Laboratory of Microbiology and Biochemistry, College of Chemistry and Food Engineering, Federal University of Rio Grande, Rio Grande, RS, Brazil.
Laboratory of Biochemical Engineering, College of Chemistry and Food Engineering, Federal University of Rio Grande, Rio Grande, RS, Brazil.
Bioresour Technol. 2019 Sep;287:121406. doi: 10.1016/j.biortech.2019.121406. Epub 2019 May 2.

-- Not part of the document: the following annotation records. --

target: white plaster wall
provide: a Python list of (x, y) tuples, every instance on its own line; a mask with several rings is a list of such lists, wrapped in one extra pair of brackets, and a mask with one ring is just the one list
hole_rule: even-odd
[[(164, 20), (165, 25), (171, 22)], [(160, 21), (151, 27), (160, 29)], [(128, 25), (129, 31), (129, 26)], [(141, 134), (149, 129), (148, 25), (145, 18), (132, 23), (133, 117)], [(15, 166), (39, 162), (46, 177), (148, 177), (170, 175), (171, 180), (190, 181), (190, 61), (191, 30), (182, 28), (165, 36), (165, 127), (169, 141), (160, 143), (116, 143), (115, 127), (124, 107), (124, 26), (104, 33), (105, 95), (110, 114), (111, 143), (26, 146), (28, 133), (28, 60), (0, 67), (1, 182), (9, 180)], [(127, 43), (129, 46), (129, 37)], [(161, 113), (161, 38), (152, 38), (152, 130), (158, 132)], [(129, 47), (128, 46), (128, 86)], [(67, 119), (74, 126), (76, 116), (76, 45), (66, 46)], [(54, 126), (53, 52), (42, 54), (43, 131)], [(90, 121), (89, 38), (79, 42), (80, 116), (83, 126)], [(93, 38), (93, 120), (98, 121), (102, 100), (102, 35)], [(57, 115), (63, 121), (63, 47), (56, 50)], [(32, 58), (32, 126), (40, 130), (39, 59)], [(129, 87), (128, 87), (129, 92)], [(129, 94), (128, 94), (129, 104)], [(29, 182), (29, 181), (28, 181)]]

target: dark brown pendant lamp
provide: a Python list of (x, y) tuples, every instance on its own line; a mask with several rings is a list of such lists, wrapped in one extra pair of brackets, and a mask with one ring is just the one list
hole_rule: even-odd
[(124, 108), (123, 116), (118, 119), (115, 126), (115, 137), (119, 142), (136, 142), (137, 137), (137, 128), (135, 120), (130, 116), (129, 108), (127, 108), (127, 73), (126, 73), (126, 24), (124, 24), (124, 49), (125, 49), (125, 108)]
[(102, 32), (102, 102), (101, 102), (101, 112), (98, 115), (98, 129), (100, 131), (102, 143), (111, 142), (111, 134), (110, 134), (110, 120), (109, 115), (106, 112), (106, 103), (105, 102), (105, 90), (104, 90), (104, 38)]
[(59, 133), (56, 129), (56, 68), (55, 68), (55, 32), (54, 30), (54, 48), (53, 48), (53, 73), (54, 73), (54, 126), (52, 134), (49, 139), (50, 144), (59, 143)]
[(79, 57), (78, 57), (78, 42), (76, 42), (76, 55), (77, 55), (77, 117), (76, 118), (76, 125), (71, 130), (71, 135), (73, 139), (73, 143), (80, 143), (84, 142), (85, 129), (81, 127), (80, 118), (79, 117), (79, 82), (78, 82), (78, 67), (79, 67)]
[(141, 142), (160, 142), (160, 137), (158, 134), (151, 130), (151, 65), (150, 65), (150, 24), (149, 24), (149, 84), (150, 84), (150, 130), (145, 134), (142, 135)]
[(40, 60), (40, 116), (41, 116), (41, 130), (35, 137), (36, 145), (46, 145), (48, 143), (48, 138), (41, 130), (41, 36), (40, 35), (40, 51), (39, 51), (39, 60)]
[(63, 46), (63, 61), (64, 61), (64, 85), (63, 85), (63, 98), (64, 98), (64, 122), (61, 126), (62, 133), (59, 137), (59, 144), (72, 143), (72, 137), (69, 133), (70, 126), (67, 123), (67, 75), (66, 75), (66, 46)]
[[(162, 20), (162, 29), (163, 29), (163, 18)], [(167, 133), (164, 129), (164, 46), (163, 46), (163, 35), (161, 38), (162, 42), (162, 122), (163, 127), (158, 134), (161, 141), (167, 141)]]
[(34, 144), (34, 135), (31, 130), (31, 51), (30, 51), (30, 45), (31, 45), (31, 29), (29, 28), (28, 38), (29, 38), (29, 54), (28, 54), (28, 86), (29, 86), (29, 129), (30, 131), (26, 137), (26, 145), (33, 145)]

The objective of this study was to evaluate the biofixation and production of biocompounds by Chlorella fusca LEB 111 cultivated with different concentrations of carbon dioxide (CO) adsorbent nanofibers in their free form or retained. Cultures were grown in 15% (v v) CO with 0.1, 0.3 and 0.5 g L nanofibers developed with 10% (w v) polyacrylonitrile (PAN)/dimethylformamide (DMF), with or without nanoparticles; retained or not. The addition of 0.1 g L nanofibers with nanoparticles in their free form to the cultures promoted the accumulation of approximately 3 times more carbon in the medium (46.6 mg L), a 45% higher biofixation rate (89.2 mg L d) and increased carbohydrate production by approximately 2.3% (w w) of that observed in cultures grown without nanofibers. Therefore, nanofibers showed promising potential as physical adsorbents of CO in the cultivation to increase gas fixation and promote the synthesis of macromolecules.
本研究的目的是评估游离或保留不同浓度二氧化碳(CO)吸附纳米纤维的小球藻 LEB 111 的生物固定和生物化合物的产生。在 15%(v/v)CO 中培养,使用 10%(w/v)聚丙烯腈(PAN)/二甲基甲酰胺(DMF)开发的 0.1、0.3 和 0.5 g/L 纳米纤维,添加或不添加纳米颗粒;保留或不保留。将游离形式的含有纳米颗粒的 0.1 g/L 纳米纤维添加到培养物中,促进了培养基中约 3 倍更多的碳积累(46.6 mg/L),生物固定率提高了 45%(89.2 mg/L/d),碳水化合物产量增加了约 2.3%(与不添加纳米纤维的培养物相比)。因此,纳米纤维作为 CO 的物理吸附剂在培养中具有很大的潜力,可增加气体固定并促进大分子的合成。